Even while the talks take place, the United Nations should follow U.S. Secretary of State Warren Christopher’s recommendation and maintain the sanctions in order to keep pressure on the military and the oligarchy until Aristide returns to power. To lift them prematurely would be a severe mistake. Previous sanctions against Haiti, which were much weaker and halfheartedly enforced by the Organization of American States, did nothing to budge the junta.

Once Aristide is back in full command, the United States should lead a worldwide campaign to rescue Haiti. Both the United States and the United Nations must work on a strategy to ensure that aid reaches the millions of poor Haitians who need it and will not fall, as it has in the past, into the hands of the same oligarchs who created what may well be the most grossly unequal society in the Western Hemisphere.

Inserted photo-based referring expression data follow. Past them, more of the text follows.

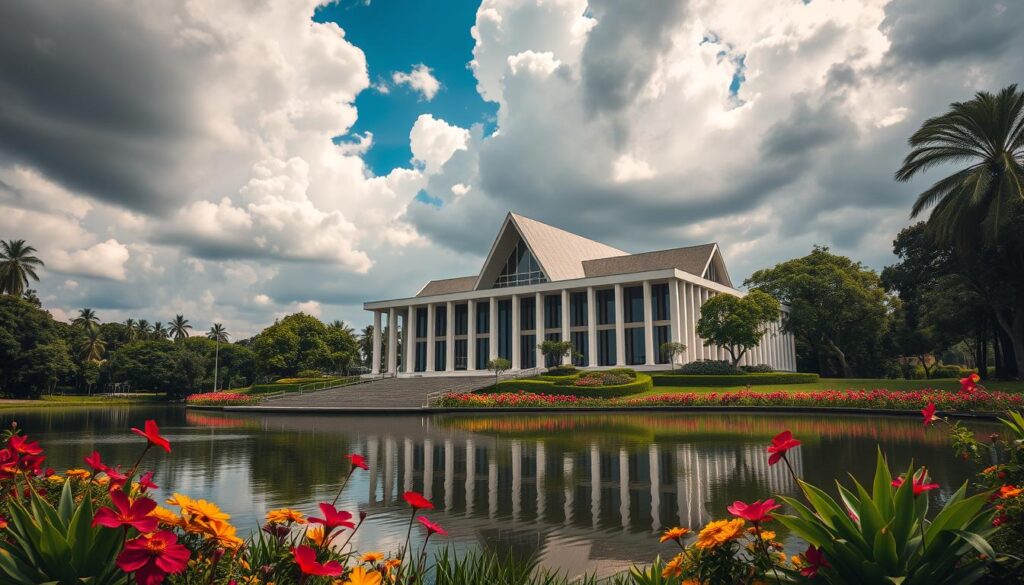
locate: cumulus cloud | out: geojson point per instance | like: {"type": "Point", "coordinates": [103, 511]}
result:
{"type": "Point", "coordinates": [419, 79]}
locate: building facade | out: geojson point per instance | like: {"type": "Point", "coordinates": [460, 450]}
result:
{"type": "Point", "coordinates": [540, 282]}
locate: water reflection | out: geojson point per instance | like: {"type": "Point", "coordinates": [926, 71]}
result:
{"type": "Point", "coordinates": [585, 492]}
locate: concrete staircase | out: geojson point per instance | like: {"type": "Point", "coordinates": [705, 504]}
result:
{"type": "Point", "coordinates": [385, 393]}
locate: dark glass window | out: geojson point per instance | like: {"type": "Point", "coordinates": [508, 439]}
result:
{"type": "Point", "coordinates": [552, 311]}
{"type": "Point", "coordinates": [461, 319]}
{"type": "Point", "coordinates": [527, 312]}
{"type": "Point", "coordinates": [633, 299]}
{"type": "Point", "coordinates": [659, 301]}
{"type": "Point", "coordinates": [660, 336]}
{"type": "Point", "coordinates": [636, 351]}
{"type": "Point", "coordinates": [440, 320]}
{"type": "Point", "coordinates": [520, 268]}
{"type": "Point", "coordinates": [606, 347]}
{"type": "Point", "coordinates": [580, 347]}
{"type": "Point", "coordinates": [578, 302]}
{"type": "Point", "coordinates": [460, 353]}
{"type": "Point", "coordinates": [527, 351]}
{"type": "Point", "coordinates": [421, 322]}
{"type": "Point", "coordinates": [482, 318]}
{"type": "Point", "coordinates": [605, 306]}
{"type": "Point", "coordinates": [505, 329]}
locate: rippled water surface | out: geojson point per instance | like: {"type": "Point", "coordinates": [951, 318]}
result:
{"type": "Point", "coordinates": [585, 492]}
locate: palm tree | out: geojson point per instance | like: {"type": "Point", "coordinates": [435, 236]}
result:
{"type": "Point", "coordinates": [16, 266]}
{"type": "Point", "coordinates": [179, 327]}
{"type": "Point", "coordinates": [87, 320]}
{"type": "Point", "coordinates": [131, 329]}
{"type": "Point", "coordinates": [93, 346]}
{"type": "Point", "coordinates": [987, 134]}
{"type": "Point", "coordinates": [218, 334]}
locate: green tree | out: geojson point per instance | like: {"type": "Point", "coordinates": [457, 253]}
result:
{"type": "Point", "coordinates": [838, 309]}
{"type": "Point", "coordinates": [670, 349]}
{"type": "Point", "coordinates": [86, 320]}
{"type": "Point", "coordinates": [17, 264]}
{"type": "Point", "coordinates": [179, 327]}
{"type": "Point", "coordinates": [498, 365]}
{"type": "Point", "coordinates": [736, 324]}
{"type": "Point", "coordinates": [555, 349]}
{"type": "Point", "coordinates": [986, 133]}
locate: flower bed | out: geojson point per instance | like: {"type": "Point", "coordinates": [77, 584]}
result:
{"type": "Point", "coordinates": [221, 400]}
{"type": "Point", "coordinates": [977, 401]}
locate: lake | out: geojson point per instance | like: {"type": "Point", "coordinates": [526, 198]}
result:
{"type": "Point", "coordinates": [585, 492]}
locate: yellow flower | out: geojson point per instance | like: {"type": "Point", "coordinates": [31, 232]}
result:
{"type": "Point", "coordinates": [675, 534]}
{"type": "Point", "coordinates": [285, 515]}
{"type": "Point", "coordinates": [166, 517]}
{"type": "Point", "coordinates": [718, 533]}
{"type": "Point", "coordinates": [673, 568]}
{"type": "Point", "coordinates": [77, 473]}
{"type": "Point", "coordinates": [358, 576]}
{"type": "Point", "coordinates": [315, 535]}
{"type": "Point", "coordinates": [1008, 492]}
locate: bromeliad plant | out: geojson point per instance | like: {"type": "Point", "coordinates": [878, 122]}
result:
{"type": "Point", "coordinates": [883, 536]}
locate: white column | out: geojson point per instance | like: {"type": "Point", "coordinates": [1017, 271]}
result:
{"type": "Point", "coordinates": [515, 333]}
{"type": "Point", "coordinates": [565, 324]}
{"type": "Point", "coordinates": [471, 336]}
{"type": "Point", "coordinates": [539, 328]}
{"type": "Point", "coordinates": [620, 328]}
{"type": "Point", "coordinates": [392, 341]}
{"type": "Point", "coordinates": [648, 326]}
{"type": "Point", "coordinates": [591, 327]}
{"type": "Point", "coordinates": [410, 333]}
{"type": "Point", "coordinates": [676, 334]}
{"type": "Point", "coordinates": [375, 364]}
{"type": "Point", "coordinates": [493, 309]}
{"type": "Point", "coordinates": [450, 337]}
{"type": "Point", "coordinates": [431, 338]}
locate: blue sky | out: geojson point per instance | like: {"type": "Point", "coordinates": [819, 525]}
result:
{"type": "Point", "coordinates": [395, 35]}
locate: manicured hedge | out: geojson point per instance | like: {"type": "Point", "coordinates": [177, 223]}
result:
{"type": "Point", "coordinates": [642, 383]}
{"type": "Point", "coordinates": [734, 380]}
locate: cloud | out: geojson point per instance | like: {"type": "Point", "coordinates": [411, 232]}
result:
{"type": "Point", "coordinates": [419, 79]}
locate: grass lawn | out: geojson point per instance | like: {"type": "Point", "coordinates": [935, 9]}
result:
{"type": "Point", "coordinates": [843, 384]}
{"type": "Point", "coordinates": [53, 402]}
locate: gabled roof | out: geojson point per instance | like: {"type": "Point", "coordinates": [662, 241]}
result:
{"type": "Point", "coordinates": [560, 253]}
{"type": "Point", "coordinates": [692, 259]}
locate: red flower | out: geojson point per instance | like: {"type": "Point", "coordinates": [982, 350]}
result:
{"type": "Point", "coordinates": [152, 433]}
{"type": "Point", "coordinates": [431, 527]}
{"type": "Point", "coordinates": [20, 445]}
{"type": "Point", "coordinates": [779, 445]}
{"type": "Point", "coordinates": [145, 482]}
{"type": "Point", "coordinates": [417, 500]}
{"type": "Point", "coordinates": [94, 462]}
{"type": "Point", "coordinates": [357, 460]}
{"type": "Point", "coordinates": [756, 512]}
{"type": "Point", "coordinates": [153, 557]}
{"type": "Point", "coordinates": [305, 557]}
{"type": "Point", "coordinates": [918, 483]}
{"type": "Point", "coordinates": [333, 518]}
{"type": "Point", "coordinates": [815, 560]}
{"type": "Point", "coordinates": [135, 514]}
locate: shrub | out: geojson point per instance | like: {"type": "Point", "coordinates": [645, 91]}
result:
{"type": "Point", "coordinates": [735, 379]}
{"type": "Point", "coordinates": [709, 367]}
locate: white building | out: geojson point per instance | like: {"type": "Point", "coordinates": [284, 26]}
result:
{"type": "Point", "coordinates": [539, 283]}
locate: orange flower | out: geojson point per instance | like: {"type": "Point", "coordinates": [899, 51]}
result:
{"type": "Point", "coordinates": [1008, 492]}
{"type": "Point", "coordinates": [675, 534]}
{"type": "Point", "coordinates": [719, 532]}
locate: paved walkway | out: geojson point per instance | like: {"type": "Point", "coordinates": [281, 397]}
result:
{"type": "Point", "coordinates": [389, 393]}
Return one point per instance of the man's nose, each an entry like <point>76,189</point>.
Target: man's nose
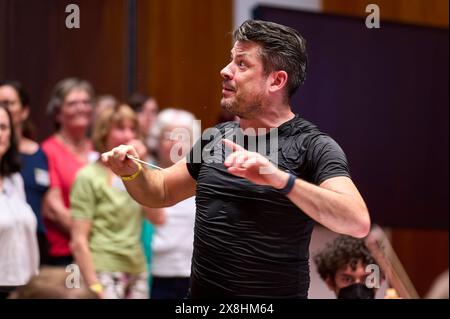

The possibility of a U.S.-led military intervention in Haiti, which given the stubbornness of the Haitian military does sound appealing, should not be considered for now. In the 1920s U.S. Marines occupied the island, and that made little difference in what followed. There is no reason to assume another intervention would be any more successful.

Furthermore, U.S. military action, even if carried out to restore democracy in Haiti, would send the wrong message to Latin America, where sensitivity to U.S. interventions remains high. Most important, a military intervention is not needed now that the sanctions are finally starting to work.